Public Papers - 1991 - October
Proclamation 6367 -- Refugee Day, 1991
By the President of the United States
The United States has long been both a symbol of hope and a source of substantial aid for refugees around the world. Through private voluntary organizations as well as government agencies, the American people have provided generous humanitarian assistance to millions of persons dislocated by natural disaster or by civil strife. We have also kept our doors open to people seeking refuge from tyranny and persecution, and we have encouraged other free nations to do likewise. By working hard to reap the rewards of freedom and opportunity, thousands of refugees have not only built new lives for themselves in the United States but also made invaluable contributions to our country.
While we have welcomed many refugees to these shores, the United States has also been working to overcome the conditions that force large numbers of people to flee their beloved homelands. We have consistently condemned political and religious persecution, and we have championed human rights while promoting the ideals of liberty, democratic pluralism, and tolerance. We have also worked to promote the peaceful resolution of conflicts and sustainable economic development in countries beset by poverty. Tragically, however, despite progress in these areas, the number of refugees worldwide has doubled during the past decade: according to the Department of State, their number has grown from 7,300,000 to an estimated 16,000,000. More than 11,000,000 of these refugees are concentrated in the Near East, in Asia, and in Africa. In all regions of the world, women and children continue to be the most seriously affected.
The international community must continue to uphold its fundamental responsibilities toward refugees.
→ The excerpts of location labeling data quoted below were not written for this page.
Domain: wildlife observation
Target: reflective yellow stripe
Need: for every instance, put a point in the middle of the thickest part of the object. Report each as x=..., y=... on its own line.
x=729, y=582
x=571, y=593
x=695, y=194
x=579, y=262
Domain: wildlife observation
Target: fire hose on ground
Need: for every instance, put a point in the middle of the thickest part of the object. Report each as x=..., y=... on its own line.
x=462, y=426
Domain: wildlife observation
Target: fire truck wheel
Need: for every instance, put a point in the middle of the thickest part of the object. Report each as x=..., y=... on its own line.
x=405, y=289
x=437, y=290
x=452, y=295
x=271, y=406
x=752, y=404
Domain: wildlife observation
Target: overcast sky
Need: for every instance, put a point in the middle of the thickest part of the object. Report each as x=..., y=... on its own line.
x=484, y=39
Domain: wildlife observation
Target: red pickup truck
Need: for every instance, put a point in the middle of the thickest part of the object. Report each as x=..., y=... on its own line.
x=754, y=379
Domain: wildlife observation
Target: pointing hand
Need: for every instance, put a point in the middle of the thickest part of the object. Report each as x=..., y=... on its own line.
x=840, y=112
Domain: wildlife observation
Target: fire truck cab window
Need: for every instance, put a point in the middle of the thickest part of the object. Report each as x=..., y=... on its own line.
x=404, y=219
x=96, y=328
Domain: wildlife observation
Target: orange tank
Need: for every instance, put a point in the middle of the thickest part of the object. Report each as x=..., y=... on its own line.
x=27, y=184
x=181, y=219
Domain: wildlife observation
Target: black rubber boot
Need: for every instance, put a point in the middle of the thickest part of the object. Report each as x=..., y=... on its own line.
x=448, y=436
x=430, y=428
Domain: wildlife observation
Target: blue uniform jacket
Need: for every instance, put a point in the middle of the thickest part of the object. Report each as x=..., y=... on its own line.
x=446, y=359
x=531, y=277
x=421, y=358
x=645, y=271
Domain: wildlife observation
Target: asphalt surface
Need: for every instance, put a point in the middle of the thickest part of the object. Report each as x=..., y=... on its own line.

For our part, the United States remains firmly committed to assisting refugees and to contributing toward international relief efforts. The United States Government will continue to support the work of the United Nations High Commissioner for Refugees. Recognizing the value and the effectiveness of international cooperation on a wide range of global problems, we will also continue to urge other nations to increase their bilateral and multilateral assistance to refugees. Finally, because the refugee crisis is primarily the result of systematic government repression and bitter civil strife in some regions of the world, the United States will continue to promote respect for human rights and the rule of law, as well as the peaceful resolution of conflicts.
The demise of communism and the triumph of democratic movements around the world has brought about an era of promise and opportunity. Heartened by this knowledge, let us build on the progress we have made so that all peoples might enjoy the blessings of freedom and security in their respective homelands.
The Congress, by Senate Joint Resolution 192, has designated October 30 of each year as ``Refugee Day'' and has authorized and requested the President to issue a proclamation in observance of this day.
Now, Therefore, I George Bush, President of the United States of America, do hereby proclaim October 30, 1991, as Refugee Day. I encourage all Americans to observe this day with appropriate programs, ceremonies, and activities.
In Witness Whereof, I have hereunto set my hand this twenty-eighth day of October, in the year of our Lord nineteen hundred and ninety-one, and of the Independence of the United States of America the two hundred and sixteenth.
[Filed with the Office of the Federal Register, 1:56 p.m., October 28, 1991]
Note: This proclamation was published in the Federal Register on October 30.